Character translation in TeX -- suggested patch to unixTeX

Sat Jan 21 19:02:36 CET 1995

 Safe input- to font-encoding character translation in unixTeX

   (Call for comments, improvements and translation tables)

 People used to use TeX on PC (emtex) know wonderfull possibility
 how to set up the I/O character mapping arrays Don Knuth implemented
 in TeX (their names are xord, xchr).

 This capability hasn't been present in standard web2c unix distribution
 so far. Why? US still uses CM. Most of [Western] Europe uses ISO 8859-1
 norm, which is almost compatible with T1 (Cork) norm -- thus
 there is almost no need for remapping.

                 Solution I: catcode games
 TeX active characters are usually used. This solution,
 widespread in French and German,
 causes endless problems -- style file incompatibilities,
 \uppercase doesn't work, expansion problem (aux files)
 to name a few. This solution is currently used with
 the latest LaTeX's inputenc package.

                 Solution II: font coding games
 Another solution is to match input and font encodings.
 With this approach you end up with tons of new font files
 and font naming and [.dvi] compatibility problems.

 We use ISO 8859-2 norm in the Middle Europe (where the Czech
 and Slovak Republics are located). Solution II has been preferred
 so far around here (Poland, CZ+SK).
 We don't want to go in the `catcode misery'.
 We want to see readable log files instead of ^^xx garbage.
 We want to have backward compatibility.

 You don't see a solution? There is one [backward compatible],
 at least as a temporary fix, before Omega becomes a reality:

                 Solution III: character translation
 This file contains patches to TeX's source files so that, after
 recompiling, TeX reads the environment variable TEXCHARTRANSLATE
 and, according to its value, it sets the appropriate translation
 table.

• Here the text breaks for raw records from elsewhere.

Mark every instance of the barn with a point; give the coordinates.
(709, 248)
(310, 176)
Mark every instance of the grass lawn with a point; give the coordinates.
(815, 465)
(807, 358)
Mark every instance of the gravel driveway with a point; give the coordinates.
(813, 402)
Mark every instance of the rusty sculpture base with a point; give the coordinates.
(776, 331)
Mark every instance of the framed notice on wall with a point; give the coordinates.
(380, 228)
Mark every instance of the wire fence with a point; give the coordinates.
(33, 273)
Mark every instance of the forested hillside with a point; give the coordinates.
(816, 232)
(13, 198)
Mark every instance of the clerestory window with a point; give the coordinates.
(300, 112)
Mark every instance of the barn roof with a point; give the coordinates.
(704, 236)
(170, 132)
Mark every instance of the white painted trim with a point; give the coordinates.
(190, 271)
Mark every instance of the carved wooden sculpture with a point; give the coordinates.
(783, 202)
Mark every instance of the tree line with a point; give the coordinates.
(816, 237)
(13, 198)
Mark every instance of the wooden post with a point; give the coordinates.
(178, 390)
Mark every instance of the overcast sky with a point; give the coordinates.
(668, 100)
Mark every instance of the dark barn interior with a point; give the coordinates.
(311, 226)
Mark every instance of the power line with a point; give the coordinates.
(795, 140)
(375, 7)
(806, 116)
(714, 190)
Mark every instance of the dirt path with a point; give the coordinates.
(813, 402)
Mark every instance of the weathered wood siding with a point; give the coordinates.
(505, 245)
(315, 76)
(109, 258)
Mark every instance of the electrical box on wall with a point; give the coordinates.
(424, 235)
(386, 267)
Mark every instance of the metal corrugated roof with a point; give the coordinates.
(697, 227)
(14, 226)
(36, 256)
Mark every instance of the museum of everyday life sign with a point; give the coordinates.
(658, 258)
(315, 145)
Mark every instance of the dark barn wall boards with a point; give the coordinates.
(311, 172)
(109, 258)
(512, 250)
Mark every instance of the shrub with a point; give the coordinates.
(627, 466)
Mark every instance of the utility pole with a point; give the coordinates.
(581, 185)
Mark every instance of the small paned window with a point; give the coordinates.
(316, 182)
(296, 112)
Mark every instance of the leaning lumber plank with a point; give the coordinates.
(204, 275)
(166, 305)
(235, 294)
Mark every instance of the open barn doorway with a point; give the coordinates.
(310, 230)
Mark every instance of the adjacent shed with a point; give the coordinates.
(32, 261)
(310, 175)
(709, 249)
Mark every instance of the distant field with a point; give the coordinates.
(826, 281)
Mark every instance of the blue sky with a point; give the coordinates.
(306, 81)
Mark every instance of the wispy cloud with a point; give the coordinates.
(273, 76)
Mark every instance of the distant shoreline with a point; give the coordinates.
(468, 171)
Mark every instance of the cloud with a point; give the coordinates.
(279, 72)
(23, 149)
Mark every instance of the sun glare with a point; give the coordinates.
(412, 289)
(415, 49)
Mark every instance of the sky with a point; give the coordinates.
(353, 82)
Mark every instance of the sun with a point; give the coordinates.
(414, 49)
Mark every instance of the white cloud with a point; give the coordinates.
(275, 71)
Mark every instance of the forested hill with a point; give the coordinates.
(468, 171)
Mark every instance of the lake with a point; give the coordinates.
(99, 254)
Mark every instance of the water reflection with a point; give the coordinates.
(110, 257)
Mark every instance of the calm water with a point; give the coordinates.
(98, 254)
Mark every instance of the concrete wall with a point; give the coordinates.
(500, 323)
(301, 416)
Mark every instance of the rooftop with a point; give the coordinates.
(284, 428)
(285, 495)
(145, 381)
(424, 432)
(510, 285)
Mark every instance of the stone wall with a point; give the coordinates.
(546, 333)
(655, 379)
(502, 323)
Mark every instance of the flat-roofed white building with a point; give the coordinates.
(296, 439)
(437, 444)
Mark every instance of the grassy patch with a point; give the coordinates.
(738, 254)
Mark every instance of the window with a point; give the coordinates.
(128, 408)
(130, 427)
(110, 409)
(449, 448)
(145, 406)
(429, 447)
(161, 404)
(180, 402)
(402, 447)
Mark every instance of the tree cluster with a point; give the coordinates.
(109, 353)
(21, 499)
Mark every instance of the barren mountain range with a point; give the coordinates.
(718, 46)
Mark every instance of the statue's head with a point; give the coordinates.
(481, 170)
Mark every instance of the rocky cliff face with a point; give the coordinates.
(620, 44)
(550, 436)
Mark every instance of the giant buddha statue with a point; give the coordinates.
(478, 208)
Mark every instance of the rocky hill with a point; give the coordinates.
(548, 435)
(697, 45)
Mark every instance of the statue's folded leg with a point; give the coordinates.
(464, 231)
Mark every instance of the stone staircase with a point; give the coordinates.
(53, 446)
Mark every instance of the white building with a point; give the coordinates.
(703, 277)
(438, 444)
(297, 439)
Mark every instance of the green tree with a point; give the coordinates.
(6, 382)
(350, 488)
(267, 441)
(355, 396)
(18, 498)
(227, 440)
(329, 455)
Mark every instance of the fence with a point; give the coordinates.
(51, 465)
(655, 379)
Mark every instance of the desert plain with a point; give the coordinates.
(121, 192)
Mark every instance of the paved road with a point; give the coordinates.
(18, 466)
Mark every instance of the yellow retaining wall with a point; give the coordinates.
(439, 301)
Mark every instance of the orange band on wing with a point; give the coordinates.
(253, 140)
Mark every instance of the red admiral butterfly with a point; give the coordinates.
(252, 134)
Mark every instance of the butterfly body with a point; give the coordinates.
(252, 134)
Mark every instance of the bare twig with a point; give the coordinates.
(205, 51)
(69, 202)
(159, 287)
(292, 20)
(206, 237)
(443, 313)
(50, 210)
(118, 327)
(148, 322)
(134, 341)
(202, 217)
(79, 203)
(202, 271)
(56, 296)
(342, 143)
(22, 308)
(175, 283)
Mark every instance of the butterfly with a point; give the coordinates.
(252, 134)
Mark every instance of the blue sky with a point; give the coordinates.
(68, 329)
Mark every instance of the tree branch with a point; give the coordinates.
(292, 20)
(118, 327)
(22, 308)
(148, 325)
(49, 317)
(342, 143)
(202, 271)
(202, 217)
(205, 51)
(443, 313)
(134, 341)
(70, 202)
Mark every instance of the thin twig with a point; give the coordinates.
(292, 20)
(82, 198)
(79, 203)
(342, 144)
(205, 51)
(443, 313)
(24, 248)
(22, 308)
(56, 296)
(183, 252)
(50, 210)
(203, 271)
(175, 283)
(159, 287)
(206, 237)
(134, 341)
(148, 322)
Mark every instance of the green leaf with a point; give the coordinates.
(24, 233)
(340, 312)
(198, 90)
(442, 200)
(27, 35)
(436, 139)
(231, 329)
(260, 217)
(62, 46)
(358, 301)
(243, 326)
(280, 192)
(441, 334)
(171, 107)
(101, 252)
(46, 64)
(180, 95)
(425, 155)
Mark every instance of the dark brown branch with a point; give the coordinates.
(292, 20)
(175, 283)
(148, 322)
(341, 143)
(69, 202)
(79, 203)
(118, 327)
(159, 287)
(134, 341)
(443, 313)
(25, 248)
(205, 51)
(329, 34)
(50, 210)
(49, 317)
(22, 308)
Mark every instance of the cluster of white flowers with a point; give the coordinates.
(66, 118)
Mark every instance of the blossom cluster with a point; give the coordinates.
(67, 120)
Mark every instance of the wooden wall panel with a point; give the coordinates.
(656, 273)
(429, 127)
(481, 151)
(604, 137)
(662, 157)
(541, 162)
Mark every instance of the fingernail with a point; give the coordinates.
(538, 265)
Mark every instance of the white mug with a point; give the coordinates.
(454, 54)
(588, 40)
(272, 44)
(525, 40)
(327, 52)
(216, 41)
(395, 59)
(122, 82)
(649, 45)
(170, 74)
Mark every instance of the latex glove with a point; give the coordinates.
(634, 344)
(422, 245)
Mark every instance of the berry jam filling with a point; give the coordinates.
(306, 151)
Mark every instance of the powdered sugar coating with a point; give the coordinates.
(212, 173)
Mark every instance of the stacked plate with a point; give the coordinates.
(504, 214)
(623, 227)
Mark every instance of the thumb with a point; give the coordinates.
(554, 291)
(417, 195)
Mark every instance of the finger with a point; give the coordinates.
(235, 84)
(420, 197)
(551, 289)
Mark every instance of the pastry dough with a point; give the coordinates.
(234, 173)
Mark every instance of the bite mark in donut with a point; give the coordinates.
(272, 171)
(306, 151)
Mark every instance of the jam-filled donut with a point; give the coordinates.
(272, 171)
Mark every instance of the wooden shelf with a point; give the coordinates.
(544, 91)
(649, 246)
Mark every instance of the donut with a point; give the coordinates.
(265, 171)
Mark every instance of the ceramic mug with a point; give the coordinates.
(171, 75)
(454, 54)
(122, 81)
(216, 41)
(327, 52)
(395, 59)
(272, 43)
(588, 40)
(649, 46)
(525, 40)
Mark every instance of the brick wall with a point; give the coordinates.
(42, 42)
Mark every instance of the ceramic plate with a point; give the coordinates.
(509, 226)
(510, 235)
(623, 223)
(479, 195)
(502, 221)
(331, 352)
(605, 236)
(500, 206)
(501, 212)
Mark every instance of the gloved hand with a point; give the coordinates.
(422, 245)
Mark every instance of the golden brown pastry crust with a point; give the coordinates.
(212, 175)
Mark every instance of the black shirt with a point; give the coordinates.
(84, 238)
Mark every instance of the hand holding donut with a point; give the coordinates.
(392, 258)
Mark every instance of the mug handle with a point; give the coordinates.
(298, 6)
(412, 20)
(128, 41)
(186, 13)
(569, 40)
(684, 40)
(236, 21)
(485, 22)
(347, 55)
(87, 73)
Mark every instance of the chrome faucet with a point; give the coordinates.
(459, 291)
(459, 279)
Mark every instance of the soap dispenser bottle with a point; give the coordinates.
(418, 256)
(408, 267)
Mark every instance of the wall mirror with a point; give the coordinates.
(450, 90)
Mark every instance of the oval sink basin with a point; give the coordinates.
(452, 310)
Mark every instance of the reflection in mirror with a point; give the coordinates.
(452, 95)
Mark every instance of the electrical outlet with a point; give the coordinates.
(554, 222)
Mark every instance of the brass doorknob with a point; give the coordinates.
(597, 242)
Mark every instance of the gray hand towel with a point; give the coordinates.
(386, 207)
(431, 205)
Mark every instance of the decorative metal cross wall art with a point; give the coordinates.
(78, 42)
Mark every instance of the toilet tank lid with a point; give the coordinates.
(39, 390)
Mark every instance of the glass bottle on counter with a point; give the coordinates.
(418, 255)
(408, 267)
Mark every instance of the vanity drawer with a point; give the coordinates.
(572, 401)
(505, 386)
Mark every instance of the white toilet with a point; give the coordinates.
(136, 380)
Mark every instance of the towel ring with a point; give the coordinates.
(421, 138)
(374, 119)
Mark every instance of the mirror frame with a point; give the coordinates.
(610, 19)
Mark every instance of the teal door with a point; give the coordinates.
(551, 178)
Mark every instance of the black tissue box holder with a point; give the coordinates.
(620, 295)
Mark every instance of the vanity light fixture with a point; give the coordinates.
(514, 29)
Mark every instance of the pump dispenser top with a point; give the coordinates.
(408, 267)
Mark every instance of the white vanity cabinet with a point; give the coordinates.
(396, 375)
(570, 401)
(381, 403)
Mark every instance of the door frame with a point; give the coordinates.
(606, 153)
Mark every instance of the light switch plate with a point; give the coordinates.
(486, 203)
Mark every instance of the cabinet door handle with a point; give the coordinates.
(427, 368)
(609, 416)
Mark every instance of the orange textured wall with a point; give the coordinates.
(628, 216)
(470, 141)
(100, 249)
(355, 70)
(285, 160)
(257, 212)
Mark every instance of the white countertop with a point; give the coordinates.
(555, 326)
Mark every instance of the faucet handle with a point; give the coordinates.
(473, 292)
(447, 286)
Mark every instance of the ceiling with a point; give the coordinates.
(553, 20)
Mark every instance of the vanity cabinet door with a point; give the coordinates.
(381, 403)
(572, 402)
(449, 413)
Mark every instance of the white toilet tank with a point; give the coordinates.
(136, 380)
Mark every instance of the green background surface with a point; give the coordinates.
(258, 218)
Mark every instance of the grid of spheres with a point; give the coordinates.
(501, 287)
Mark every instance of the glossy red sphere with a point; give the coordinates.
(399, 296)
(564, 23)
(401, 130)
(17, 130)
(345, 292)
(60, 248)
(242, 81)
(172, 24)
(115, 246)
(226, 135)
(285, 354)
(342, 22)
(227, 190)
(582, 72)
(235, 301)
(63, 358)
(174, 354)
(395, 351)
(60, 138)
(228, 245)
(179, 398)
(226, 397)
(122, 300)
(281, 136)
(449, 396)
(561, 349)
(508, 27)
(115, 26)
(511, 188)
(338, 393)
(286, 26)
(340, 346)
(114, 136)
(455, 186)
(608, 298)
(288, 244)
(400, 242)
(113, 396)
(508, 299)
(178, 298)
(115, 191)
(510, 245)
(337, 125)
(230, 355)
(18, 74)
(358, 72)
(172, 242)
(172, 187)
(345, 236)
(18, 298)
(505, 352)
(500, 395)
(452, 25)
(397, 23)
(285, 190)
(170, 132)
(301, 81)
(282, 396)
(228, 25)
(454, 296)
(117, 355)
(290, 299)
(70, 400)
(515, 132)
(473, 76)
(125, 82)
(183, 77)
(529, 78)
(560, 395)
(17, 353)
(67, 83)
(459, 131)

The translation tables affect the translation between
 external character encoding (`inputencoding') and internal TeX's
 symbol encoding (`fontencoding').

 Currently, two translation tables exist:
      ISO 8859-1 <--> T1 (Cork)  when TEXCHARTRANSLATE=="IL1.T1",
 and  ISO 8859-2 <--> T1 (Cork)  when TEXCHARTRANSLATE=="IL2.T1".
 If the environment variable is not set or has value "<x>.<x>"
 (<x> is a string not containing a dot) the mapping is identical
 (trivial translation).
 Otherwise (for all other settings), the mapping makes all characters
 below ' ' and above '~' undefined (i.e. restricts to OT1 font encoding).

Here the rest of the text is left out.